She was my maternal grandmother, but she was so much more. For over four score and eight years, she brightened the lives of everyone fortunate enough to know her. Yesterday, my sister's father commented, "They don't make 'em like that any more. They broke the mold when they made Dorothy." He was absolutely right.
Dorothy lived a full and amazing life, the kind I might dream of living. She was always a force, a viable presence wherever she was. I could go on about her accomplishments, her physical legacy, but I think I would be missing much of what is of the essence here.
Dorothy was a force because of the way she affected the people who where fortunate to love her, know her and to be loved by her. No one could every deny her ferocity, her bark, and her insistence on control, but in essence, she was the embodiment of love.
When I went to sit by her bedside yesterday to say goodbye, there was evidence everywhere of just how much Dorothy is, and was loved. All of her close, local family took turns huddled in her room to speak to her as she drifted away. We stroked her hands and forehead, they were so soft. Even in her advanced eighties, grandma had beautiful skin-- so smooth and nearly unwrinkled. Even while struggling to breathe, lying in bed, she was beautiful. She was always beautiful to me.

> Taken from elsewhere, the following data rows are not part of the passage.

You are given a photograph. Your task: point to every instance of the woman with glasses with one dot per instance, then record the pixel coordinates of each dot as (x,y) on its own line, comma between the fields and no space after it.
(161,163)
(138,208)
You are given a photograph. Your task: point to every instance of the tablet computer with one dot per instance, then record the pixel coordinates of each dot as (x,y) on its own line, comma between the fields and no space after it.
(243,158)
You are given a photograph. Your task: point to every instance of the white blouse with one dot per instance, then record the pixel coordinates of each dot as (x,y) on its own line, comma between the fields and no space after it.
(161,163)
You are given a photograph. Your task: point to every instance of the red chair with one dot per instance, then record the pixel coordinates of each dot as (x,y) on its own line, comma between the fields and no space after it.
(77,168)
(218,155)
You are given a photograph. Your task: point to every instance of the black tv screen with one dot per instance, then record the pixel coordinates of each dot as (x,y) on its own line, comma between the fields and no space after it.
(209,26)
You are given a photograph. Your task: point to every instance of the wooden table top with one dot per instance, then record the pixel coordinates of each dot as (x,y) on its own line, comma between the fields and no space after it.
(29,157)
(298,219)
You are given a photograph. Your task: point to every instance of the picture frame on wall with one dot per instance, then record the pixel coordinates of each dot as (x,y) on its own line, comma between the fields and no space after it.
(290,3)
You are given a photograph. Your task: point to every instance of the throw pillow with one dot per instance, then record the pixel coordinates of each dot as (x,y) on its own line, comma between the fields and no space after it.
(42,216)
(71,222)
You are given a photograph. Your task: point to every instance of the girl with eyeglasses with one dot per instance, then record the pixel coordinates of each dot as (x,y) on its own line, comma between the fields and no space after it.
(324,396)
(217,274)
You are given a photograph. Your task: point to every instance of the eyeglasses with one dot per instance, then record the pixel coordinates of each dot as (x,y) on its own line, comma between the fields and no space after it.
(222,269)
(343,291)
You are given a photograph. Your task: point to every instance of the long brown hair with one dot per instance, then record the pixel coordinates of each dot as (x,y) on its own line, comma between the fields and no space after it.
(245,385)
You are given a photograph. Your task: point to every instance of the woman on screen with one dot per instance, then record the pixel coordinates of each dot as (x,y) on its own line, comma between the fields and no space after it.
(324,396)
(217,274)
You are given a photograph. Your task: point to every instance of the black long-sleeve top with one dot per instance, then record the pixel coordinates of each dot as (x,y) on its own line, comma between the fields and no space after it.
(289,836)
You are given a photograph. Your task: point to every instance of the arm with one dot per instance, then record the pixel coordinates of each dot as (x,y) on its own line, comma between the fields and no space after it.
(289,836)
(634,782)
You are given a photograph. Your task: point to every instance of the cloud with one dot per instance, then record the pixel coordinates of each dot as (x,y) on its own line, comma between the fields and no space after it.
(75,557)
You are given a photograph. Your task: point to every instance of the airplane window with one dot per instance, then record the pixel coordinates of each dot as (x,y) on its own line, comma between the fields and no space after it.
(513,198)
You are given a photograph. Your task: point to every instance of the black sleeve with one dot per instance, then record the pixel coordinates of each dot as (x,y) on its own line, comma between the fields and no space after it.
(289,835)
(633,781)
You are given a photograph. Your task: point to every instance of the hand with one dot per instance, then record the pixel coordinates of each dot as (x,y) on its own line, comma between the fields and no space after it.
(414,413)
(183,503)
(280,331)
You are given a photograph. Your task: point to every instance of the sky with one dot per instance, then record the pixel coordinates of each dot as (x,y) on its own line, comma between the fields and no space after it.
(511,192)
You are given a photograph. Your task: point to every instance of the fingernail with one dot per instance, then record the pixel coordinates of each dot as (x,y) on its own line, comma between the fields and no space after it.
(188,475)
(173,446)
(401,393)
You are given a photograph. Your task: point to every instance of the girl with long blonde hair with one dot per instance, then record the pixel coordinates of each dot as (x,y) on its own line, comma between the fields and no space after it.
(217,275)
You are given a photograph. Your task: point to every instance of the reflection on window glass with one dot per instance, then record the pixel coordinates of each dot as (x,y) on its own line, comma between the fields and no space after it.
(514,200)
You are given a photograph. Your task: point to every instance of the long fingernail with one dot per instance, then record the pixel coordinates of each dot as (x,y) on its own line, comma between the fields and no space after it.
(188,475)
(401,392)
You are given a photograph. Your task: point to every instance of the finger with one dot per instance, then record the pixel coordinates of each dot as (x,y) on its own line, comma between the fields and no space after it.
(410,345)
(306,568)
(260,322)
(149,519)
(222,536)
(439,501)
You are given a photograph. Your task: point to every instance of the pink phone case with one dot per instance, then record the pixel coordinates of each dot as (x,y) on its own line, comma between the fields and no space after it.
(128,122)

Family and friends called and we held the phone to her ear, even as she slept. We could tell she heard their words because her face and body reacted in the embrace of their loving words. She smiled when my little (ok, younger) brother called. As I looked around at the faces of Dortothy's loved ones, I could only think, "should we all be this lucky to find and know so much love in our lives. Dorothy was love.